Some everyday fixed and variable expenses include:
Fixed expenses:
- Rent or mortgage payment
- Car payment
- Utilities (electricity, water, gas)
- Insurance payments (car, health, home)
- Phone, cable, internet, and other monthly subscriptions
Variable expenses:
- Grocery shopping
- Entertainment (movies, concerts, dining out)
- Clothing and personal care items
- Household goods
- Dining
- Travel
- Other miscellaneous activities
#3. Pay yourself: savings and investments
If you’re like most people, then before spending your discretionary money (the fun stuff!), you need to set financial goals and plans. This way, when the inevitable happens-you will at least be prepared!
After identifying how much money is going out each month, you’ll need to start thinking about how to save and invest that money. Experts recommend setting aside at least 20% of your income for savings and investments.
Ideally, you’ll want to save for both short-term and long-term goals. Short-term goals may include building an emergency fund, saving for a vacation, or purchasing a new car. Long-term goals on the other hand include saving for retirement or investing in stocks or mutual funds.
If you’re unsure how to start saving and investing your money, many online resources can help you get started.
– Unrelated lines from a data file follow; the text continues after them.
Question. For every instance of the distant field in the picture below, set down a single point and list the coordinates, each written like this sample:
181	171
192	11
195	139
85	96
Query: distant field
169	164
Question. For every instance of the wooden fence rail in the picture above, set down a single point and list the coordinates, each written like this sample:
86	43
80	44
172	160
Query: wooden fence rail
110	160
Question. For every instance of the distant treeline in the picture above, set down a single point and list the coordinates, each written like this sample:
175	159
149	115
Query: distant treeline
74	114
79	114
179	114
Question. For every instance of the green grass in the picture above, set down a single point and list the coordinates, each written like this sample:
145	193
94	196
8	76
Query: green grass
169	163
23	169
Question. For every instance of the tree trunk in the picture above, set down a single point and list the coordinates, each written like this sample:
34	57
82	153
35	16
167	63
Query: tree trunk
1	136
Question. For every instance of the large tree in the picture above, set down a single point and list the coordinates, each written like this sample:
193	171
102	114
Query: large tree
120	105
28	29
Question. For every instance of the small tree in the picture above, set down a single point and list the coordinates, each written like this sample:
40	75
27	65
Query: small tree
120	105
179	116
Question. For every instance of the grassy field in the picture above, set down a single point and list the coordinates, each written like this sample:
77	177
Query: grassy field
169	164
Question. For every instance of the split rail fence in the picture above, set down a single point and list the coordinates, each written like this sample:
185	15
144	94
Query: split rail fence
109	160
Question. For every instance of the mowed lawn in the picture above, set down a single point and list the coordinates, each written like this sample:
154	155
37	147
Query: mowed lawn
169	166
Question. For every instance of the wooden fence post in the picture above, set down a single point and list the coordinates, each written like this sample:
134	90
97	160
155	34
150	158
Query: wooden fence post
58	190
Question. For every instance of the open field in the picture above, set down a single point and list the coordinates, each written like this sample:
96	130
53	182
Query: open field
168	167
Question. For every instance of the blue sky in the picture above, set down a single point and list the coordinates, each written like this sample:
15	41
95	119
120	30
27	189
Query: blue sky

A few good places to begin include:
The Financial Diet – This website offers helpful tips for creating a budget, saving money, and investing for beginners
Investopedia – This online resource provides in-depth information on how to start investing, with articles and tutorials for all experience levels.
#4. Calculate your discretionary spending: the fun stuff!
Now that you’ve set money aside for savings and investments, it’s time to calculate how much money is left for discretionary spending. This amount is the money you use to have some fun, enjoy your hobbies, or go out with friends.
Experts recommend budgeting no more than 30% of your net income for discretionary spending. So, if your net monthly income is $2,000, you would have $600 to spend on fun things each month.
The amount of money set aside for spending each month varies depending on your circumstance. If you have a lot of debt payments or high fixed expenses, you’ll likely have less money for discretionary spending.
However, if you’re privileged to have a lot of extra cash, you may be able to afford more fun each month.
#5. Track your progress
The final step in creating a personal monthly budget is to track your progress and make adjustments as necessary. This means monitoring how much money you’re spending each month and whether or not you’re sticking to your budget.
If you’re overspending in one category, you’ll need to adjust your budget accordingly. And if you’re not meeting your savings or investment goals, you may need to increase how much money you’re setting aside each month.